A ninth reason for believing the Bible to be the Word of God is its extraordinary preservation down through the centuries of Old Testament and church history. Today, after the Bible has been translated in part or whole into hundreds of languages, some with multiple versions, and after millions of copies of the sacred text have been printed and distributed, it would be a nearly impossible feat to destroy the Bible. But these conditions did not always prevail.
Until the time of the Reformation the biblical text was preserved by the laborious and time-consuming process of copying it over and over again by hand, at first onto papyrus sheets and then onto parchments. Throughout much of this time the Bible was an object of extreme hatred by many in authority. They tried to stamp it out. In the early days of the church, Celsus, Porphyry and Lucian tried to destroy it by arguments. Later the emperors Diocletian and Julian tried to destroy it by force. At several points it was actually a capital offense to possess a copy of parts of Holy Writ. Yet the text survived.
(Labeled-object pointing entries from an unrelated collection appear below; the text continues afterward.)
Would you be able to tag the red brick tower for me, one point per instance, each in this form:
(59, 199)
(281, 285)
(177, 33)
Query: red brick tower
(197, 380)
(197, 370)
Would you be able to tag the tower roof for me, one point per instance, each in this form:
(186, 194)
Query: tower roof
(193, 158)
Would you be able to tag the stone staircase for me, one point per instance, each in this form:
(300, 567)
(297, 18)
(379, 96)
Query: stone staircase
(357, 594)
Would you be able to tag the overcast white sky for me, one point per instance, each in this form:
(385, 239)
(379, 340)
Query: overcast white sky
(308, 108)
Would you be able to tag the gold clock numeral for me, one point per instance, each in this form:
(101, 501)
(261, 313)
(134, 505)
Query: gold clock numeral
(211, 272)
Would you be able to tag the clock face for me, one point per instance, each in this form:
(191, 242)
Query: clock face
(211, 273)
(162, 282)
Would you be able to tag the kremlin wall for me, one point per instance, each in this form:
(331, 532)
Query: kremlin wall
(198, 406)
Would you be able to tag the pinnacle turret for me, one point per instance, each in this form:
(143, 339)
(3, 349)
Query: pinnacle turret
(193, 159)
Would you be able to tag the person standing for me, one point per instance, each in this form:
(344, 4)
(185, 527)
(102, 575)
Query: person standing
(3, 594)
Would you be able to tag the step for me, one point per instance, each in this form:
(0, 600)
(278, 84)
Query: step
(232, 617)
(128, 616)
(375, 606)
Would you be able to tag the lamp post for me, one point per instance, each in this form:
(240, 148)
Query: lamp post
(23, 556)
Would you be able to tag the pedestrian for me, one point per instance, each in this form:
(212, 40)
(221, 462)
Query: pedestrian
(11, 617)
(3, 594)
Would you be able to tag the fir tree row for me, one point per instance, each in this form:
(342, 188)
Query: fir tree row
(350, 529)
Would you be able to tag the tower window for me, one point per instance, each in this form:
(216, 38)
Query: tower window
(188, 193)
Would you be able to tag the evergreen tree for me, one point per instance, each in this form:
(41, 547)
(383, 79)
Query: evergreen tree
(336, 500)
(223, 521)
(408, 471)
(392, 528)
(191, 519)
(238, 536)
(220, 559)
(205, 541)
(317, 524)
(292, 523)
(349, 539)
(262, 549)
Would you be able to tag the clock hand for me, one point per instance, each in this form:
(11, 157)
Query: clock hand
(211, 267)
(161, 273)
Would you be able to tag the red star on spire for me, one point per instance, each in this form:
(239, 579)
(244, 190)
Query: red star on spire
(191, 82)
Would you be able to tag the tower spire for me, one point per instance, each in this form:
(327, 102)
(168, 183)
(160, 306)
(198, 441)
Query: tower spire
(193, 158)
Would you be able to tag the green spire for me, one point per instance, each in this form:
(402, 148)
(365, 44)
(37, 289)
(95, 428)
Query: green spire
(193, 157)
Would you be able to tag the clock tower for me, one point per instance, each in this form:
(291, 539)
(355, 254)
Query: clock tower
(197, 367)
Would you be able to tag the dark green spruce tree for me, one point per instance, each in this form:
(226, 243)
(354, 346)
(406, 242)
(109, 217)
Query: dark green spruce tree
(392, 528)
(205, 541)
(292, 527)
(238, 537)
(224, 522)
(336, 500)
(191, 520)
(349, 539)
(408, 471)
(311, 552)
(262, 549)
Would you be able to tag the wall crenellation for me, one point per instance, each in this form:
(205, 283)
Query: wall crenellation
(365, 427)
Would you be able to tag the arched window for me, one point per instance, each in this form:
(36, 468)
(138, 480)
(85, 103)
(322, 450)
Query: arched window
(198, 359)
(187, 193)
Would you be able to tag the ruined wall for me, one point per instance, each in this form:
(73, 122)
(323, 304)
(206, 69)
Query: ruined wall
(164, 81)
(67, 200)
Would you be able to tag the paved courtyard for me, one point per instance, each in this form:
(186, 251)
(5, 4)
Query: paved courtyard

If the Bible had been only the thoughts and work of human beings, it would have been eliminated long ago in the face of such opposition, as other books have been. But it has endured, fulfilling the words of Jesus, who said, “Heaven and earth will pass away, but my words will not pass away” (Mt. 24:35).
James Montgomery Boice, Foundations of the Christian Faith: A Comprehensive & Readable Theology (Downers Grove, IL: InterVarsity Press, 1986), 63–64.